Focusing on the Big Picture: Using Community needs assessments to enhance reference services.
A community needs identifies the requirements and desires of a population through direct communication with the stakeholders. By collaborating with the library's constituencies, librarians can gain a deeper understanding of what their user population needs and what types of resources and tools for discovery will be most appreciated (and used!). Learn about theory and strategy for community needs assessments, and ways that libraries can benefit from them.
Speakers: Heather McCann, Reference Coordinator, Rotch Library of Architecture and Planning, Massachusetts Institute of Technology; Lana Thelen, College Librarian, Oregon College of Oriental Medicine.
Need to define community first of course. Assessment should focus on what they community values. Assessments could be focus groups, interviews, surveys. Assessments can tell you a lot about how users communicate and where they go to get information.
Cutting back? users can tell planners what services are essential.
Use assessment tools to assess an initiative you've given. After a program, website change.
Ask what kind of services they would like to have. Users can surprise you.
Types of assessments:
Interviews and Focus Groups: Advantage: simple to plan, personal communication may net you good feedback. Disadvantage: Takes time, needs interviewing expertise
Community forum: Advantage: Lots of information in a short time. Disadvantage: Hard to round up attendees, lots of planning, food etc. Vocal people can hog the air time. Good facilitator needed, especially if there's a controversial issue.
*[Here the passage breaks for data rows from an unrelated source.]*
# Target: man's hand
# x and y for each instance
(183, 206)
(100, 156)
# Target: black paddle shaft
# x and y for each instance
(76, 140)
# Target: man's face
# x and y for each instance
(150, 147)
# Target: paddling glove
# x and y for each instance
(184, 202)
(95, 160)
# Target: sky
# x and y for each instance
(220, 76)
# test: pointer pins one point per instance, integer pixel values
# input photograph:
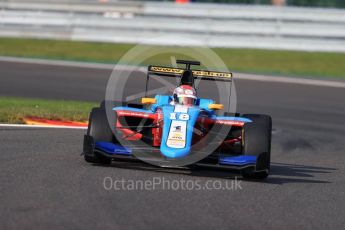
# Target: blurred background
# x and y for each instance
(276, 38)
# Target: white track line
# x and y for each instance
(252, 77)
(41, 126)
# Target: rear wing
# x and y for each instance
(198, 74)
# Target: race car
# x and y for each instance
(180, 130)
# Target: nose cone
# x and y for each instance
(178, 127)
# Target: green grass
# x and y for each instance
(290, 63)
(13, 110)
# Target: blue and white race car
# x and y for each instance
(180, 130)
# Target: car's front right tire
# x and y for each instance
(256, 141)
(99, 129)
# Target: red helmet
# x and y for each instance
(185, 95)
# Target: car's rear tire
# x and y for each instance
(100, 131)
(256, 140)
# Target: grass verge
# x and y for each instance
(14, 110)
(290, 63)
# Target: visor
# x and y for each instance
(186, 100)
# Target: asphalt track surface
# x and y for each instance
(45, 184)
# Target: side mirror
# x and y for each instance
(215, 106)
(148, 100)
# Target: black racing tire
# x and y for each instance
(100, 131)
(256, 140)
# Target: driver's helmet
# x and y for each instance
(184, 95)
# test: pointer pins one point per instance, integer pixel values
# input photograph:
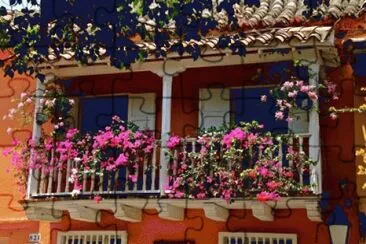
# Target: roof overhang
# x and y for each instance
(272, 45)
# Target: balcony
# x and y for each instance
(56, 183)
(148, 184)
(153, 179)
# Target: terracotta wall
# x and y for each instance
(337, 156)
(337, 152)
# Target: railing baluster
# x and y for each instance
(59, 177)
(175, 163)
(43, 177)
(280, 153)
(84, 180)
(127, 188)
(109, 181)
(67, 187)
(116, 175)
(291, 143)
(153, 168)
(50, 176)
(301, 150)
(144, 173)
(92, 185)
(136, 174)
(194, 145)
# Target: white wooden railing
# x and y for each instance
(56, 182)
(256, 238)
(300, 142)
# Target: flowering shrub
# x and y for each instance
(290, 94)
(234, 163)
(118, 145)
(55, 108)
(29, 155)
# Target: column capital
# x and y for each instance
(169, 67)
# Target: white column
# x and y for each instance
(33, 177)
(314, 130)
(165, 127)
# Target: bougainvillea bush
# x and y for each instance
(116, 146)
(238, 162)
(298, 94)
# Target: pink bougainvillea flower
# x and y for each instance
(333, 116)
(173, 142)
(279, 115)
(121, 160)
(272, 185)
(312, 95)
(97, 199)
(263, 98)
(201, 195)
(179, 194)
(133, 178)
(267, 196)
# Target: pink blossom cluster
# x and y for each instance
(216, 170)
(90, 153)
(287, 94)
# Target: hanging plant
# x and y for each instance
(297, 94)
(239, 162)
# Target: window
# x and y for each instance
(95, 112)
(223, 105)
(256, 238)
(92, 237)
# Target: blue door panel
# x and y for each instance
(97, 112)
(247, 106)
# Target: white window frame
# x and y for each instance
(64, 237)
(225, 237)
(297, 126)
(218, 111)
(151, 115)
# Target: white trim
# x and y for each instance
(65, 69)
(214, 107)
(142, 110)
(96, 235)
(173, 208)
(314, 130)
(255, 237)
(166, 106)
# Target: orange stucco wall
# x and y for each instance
(337, 156)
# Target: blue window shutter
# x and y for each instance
(246, 106)
(97, 112)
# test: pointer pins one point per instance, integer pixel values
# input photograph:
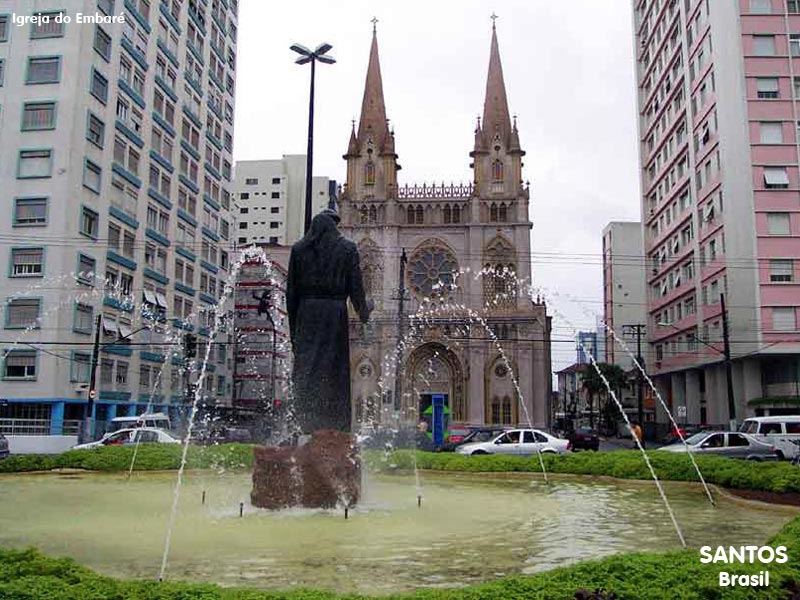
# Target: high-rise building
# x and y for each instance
(482, 225)
(116, 166)
(718, 101)
(624, 295)
(271, 199)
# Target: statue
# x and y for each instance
(325, 472)
(324, 272)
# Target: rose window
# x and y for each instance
(431, 271)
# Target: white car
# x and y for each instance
(144, 435)
(519, 442)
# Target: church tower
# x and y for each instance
(371, 158)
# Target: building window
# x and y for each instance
(86, 269)
(760, 7)
(779, 224)
(34, 164)
(20, 364)
(771, 133)
(92, 176)
(22, 313)
(764, 45)
(767, 88)
(84, 318)
(781, 271)
(46, 25)
(38, 116)
(497, 171)
(99, 86)
(784, 318)
(102, 42)
(776, 178)
(30, 212)
(95, 131)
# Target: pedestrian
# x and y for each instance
(637, 434)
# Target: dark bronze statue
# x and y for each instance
(324, 271)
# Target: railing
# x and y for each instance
(407, 192)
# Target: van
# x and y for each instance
(157, 420)
(783, 432)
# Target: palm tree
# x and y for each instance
(595, 388)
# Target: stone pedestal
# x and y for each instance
(323, 473)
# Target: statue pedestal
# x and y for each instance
(324, 473)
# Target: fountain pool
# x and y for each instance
(470, 528)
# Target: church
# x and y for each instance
(486, 349)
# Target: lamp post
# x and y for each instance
(308, 56)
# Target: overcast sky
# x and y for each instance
(569, 74)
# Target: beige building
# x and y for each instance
(444, 229)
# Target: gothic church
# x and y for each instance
(444, 229)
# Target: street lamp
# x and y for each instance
(306, 56)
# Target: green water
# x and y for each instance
(469, 529)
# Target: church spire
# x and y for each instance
(373, 108)
(496, 118)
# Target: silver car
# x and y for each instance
(725, 443)
(520, 442)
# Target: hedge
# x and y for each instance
(776, 477)
(30, 575)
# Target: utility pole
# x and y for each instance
(86, 429)
(639, 329)
(728, 366)
(400, 320)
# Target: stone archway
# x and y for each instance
(432, 367)
(501, 400)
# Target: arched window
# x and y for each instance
(497, 171)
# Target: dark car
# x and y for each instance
(585, 438)
(471, 435)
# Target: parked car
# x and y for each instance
(144, 435)
(783, 432)
(584, 438)
(155, 420)
(521, 442)
(471, 435)
(726, 443)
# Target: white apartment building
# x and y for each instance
(115, 171)
(270, 195)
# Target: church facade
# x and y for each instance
(485, 342)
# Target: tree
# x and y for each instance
(595, 387)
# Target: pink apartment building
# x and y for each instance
(719, 100)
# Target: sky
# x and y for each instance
(569, 74)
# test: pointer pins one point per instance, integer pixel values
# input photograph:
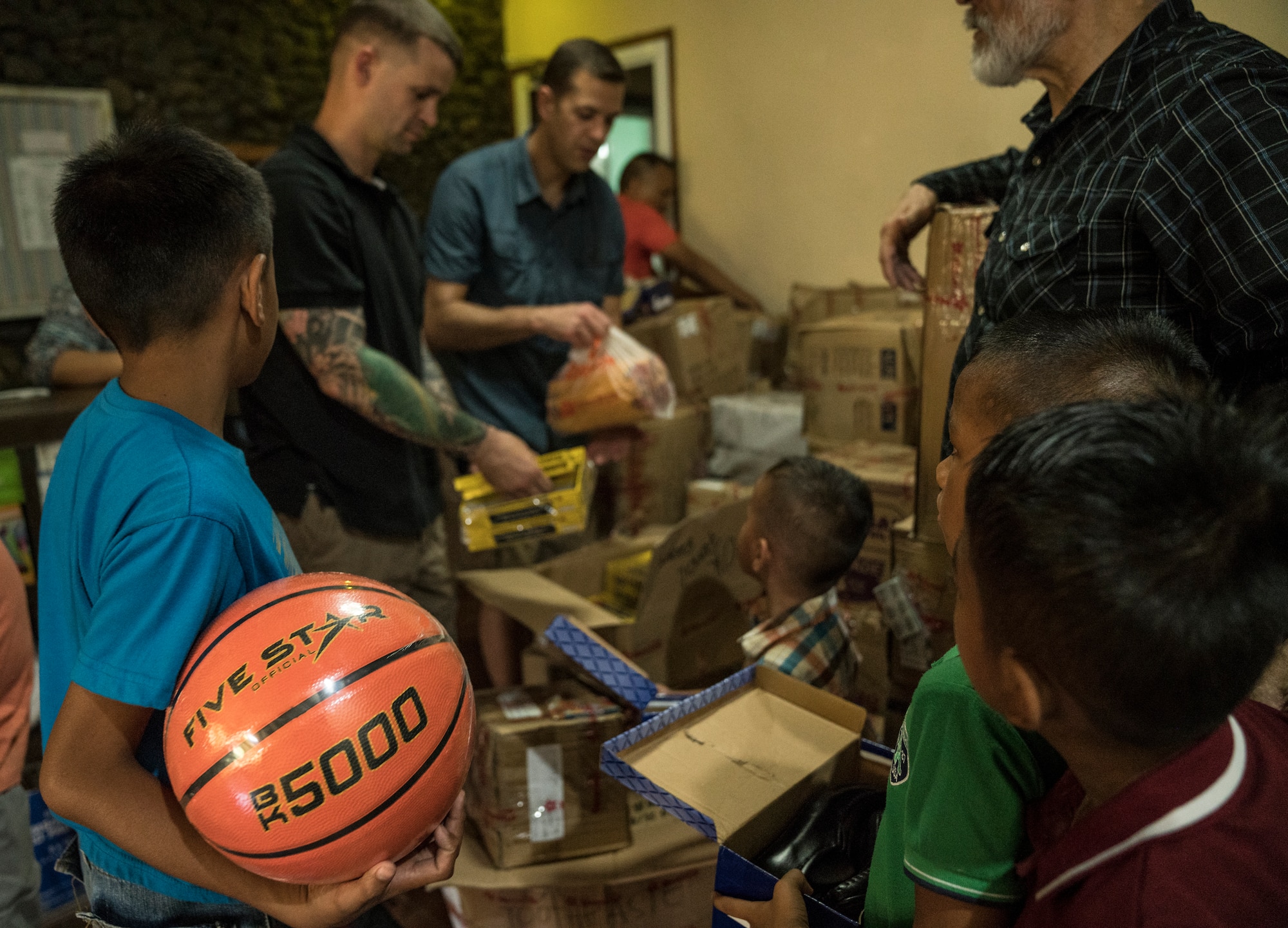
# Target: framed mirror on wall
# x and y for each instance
(647, 123)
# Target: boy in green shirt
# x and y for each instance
(961, 777)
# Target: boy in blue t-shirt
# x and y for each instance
(153, 527)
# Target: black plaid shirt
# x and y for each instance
(1162, 187)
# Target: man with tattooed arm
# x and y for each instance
(350, 410)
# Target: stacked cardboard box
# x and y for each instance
(861, 377)
(923, 573)
(706, 345)
(709, 494)
(752, 432)
(810, 305)
(956, 249)
(691, 610)
(664, 457)
(891, 472)
(535, 791)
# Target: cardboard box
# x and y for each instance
(768, 348)
(927, 571)
(709, 494)
(658, 469)
(706, 345)
(535, 790)
(681, 900)
(810, 305)
(752, 432)
(737, 761)
(956, 249)
(663, 880)
(891, 472)
(861, 377)
(691, 610)
(871, 639)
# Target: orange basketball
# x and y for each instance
(321, 724)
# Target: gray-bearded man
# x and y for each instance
(1157, 180)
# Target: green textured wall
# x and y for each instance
(244, 70)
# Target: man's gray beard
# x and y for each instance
(1016, 43)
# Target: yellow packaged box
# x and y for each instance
(624, 579)
(490, 518)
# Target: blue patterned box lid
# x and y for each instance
(621, 771)
(735, 874)
(602, 661)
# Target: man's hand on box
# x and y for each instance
(578, 324)
(910, 217)
(509, 464)
(785, 910)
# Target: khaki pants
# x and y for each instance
(414, 566)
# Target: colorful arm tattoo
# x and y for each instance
(333, 343)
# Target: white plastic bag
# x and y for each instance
(618, 382)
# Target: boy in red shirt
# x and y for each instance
(1122, 582)
(649, 189)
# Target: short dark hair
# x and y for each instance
(643, 164)
(1050, 357)
(582, 55)
(402, 21)
(153, 223)
(1137, 556)
(819, 515)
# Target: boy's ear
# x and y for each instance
(252, 290)
(1027, 695)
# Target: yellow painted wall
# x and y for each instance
(802, 122)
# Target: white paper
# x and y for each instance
(545, 793)
(46, 142)
(34, 182)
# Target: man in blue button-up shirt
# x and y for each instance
(525, 247)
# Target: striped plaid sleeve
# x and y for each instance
(1217, 212)
(976, 181)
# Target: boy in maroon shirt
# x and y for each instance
(1122, 583)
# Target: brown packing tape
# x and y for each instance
(955, 252)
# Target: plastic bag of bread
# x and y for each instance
(618, 382)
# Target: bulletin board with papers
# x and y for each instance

Surveys: Advantage: Qualitative and Quantitative information lends itself to analysis. Disadvantage: Takes a lot of skill to construct understandable questions to elicit good responses.
Here's a good one on Community Assessment which includes constructing and analyzing the data: See the booklets. http://nnlm.gov/pnr/training/CommunityAssessment.html
Analyzing the data
Identify themes, assess validity, express your findings, develop an action plan, collaborate with others, implement, then reevaluate the results.
It is critical to have several people involved in planning and implementing the assessment to avoid bias and to collect valid, useful information.